Anti-Tumor Effect of Combination Therapy of COLO 720E Human Ovarian Carcinoma Xenografts with IMGN901 and Paclitaxel Plus Carboplatin

[0128]The anti-tumor effect of a combination of huN901-DM1 and paclitaxel plus carboplatin was evaluated in an established subcutaneous xenograft model of ovarian cancer. Athymic nude mice were inoculated with COLO 720E human ovarian carcinoma cells (1×107 cells/animal) injected subcutaneously into the right flank. When the tumors reached about 80 mm3 in size (10 days after tumor cell inoculation), the mice were randomly divided into six groups (6 animals per group). Mice were treated with the single agent IMGN901 at a dose of 13 mg/kg once weekly for three weeks (day 10, 17 and 24 post tumor cell inoculation) administered intravenously. Two additional groups of mice were treated with the combination chemotherapy regimen paclitaxel/carboplatin at two dose levels: a high-dose group of paclitaxel (20 mg/kg iv, weekly for 3 weeks)/carboplatin (100 mg/kg ip, single injection) and a low-dose group of paclitaxel (10 mg/kg iv, weekly for 3 weeks)/carboplatin (100 mg/kg ip, single injection). Two additional groups were treated with the combination of IMGN901 and either high-dose or low-dose paclitaxel/carboplatin with the same doses and routes of administration as for individual treatments. Tumor growth was monitored by measuring tumor size twice per week. Tumor size was calculated with the formula: length×width×height×½.
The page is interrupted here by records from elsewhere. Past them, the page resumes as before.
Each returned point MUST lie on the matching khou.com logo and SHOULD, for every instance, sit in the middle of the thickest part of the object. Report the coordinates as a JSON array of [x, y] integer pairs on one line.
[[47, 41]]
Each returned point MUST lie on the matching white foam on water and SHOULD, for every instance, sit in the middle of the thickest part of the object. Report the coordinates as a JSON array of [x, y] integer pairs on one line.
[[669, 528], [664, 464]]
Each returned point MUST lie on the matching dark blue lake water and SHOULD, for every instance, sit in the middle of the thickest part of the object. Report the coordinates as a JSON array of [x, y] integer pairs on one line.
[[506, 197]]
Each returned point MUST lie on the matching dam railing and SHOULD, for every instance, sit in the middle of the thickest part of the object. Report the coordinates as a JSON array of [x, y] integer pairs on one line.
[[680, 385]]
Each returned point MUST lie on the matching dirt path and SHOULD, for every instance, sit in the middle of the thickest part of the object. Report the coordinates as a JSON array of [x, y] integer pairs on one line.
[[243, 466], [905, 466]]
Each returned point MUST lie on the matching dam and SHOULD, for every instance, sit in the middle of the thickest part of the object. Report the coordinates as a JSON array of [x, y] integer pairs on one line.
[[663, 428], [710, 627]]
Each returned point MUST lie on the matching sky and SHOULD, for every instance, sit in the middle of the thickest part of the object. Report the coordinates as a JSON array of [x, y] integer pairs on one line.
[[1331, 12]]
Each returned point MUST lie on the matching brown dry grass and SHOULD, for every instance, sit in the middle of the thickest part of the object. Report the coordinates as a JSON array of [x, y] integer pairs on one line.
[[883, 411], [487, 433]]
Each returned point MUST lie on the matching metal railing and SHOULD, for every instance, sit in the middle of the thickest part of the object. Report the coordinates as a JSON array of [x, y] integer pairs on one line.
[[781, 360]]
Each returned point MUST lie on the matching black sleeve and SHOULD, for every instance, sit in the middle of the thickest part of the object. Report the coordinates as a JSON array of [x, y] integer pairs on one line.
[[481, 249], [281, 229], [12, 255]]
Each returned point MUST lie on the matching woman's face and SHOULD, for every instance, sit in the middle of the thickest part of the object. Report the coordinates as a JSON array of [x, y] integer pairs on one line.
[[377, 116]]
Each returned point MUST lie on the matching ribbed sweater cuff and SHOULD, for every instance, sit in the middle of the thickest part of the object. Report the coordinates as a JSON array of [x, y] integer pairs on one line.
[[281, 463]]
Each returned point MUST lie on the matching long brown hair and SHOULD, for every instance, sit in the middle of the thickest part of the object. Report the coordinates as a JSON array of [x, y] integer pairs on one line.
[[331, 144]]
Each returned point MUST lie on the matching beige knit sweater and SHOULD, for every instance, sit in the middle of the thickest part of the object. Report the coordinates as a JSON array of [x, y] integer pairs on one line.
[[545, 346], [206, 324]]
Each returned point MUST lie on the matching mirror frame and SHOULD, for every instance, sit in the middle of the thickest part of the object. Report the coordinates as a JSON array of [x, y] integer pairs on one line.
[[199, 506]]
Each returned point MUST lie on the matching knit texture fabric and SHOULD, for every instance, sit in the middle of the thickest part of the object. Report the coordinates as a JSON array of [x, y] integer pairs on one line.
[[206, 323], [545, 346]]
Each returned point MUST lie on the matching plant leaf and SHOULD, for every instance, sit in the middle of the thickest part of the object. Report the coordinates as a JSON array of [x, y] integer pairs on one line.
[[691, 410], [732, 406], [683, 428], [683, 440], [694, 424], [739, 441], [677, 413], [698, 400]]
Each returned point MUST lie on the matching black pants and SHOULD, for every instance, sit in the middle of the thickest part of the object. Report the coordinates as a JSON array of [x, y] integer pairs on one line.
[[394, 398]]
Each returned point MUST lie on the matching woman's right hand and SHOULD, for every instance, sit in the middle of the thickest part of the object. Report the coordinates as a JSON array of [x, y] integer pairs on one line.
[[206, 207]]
[0129]FIG. 2. Single-agent IMGN901 was active against COLO 720E xenografts, with a T/C of 32%, which is considered active by NCI standards. Two of six mice exhibited partial tumor regressions; one of six mice had a complete regression. The chemotherapy treatments were also active; high-dose paclitaxel/carboplatin was highly active (T/C=4%) and PR in 3/6 mice and CR in 2/6 mice and low-dose paclitaxel/carboplatin resulting in a T/C of 15% (active by NCI standards) with no tumor regression observed. Combination of IMGN901 with either high-dose or low-dose paclitaxel/carboplatin chemotherapy was highly active by NCI standards (0% and 1% T/C, respectively) and all mice exhibited complete tumor regressions and remained tumor-free until the end of the study (day 123). There were no tumor-free survivors in either single-agent IMGN901 or chemotherapy alone treatment groups.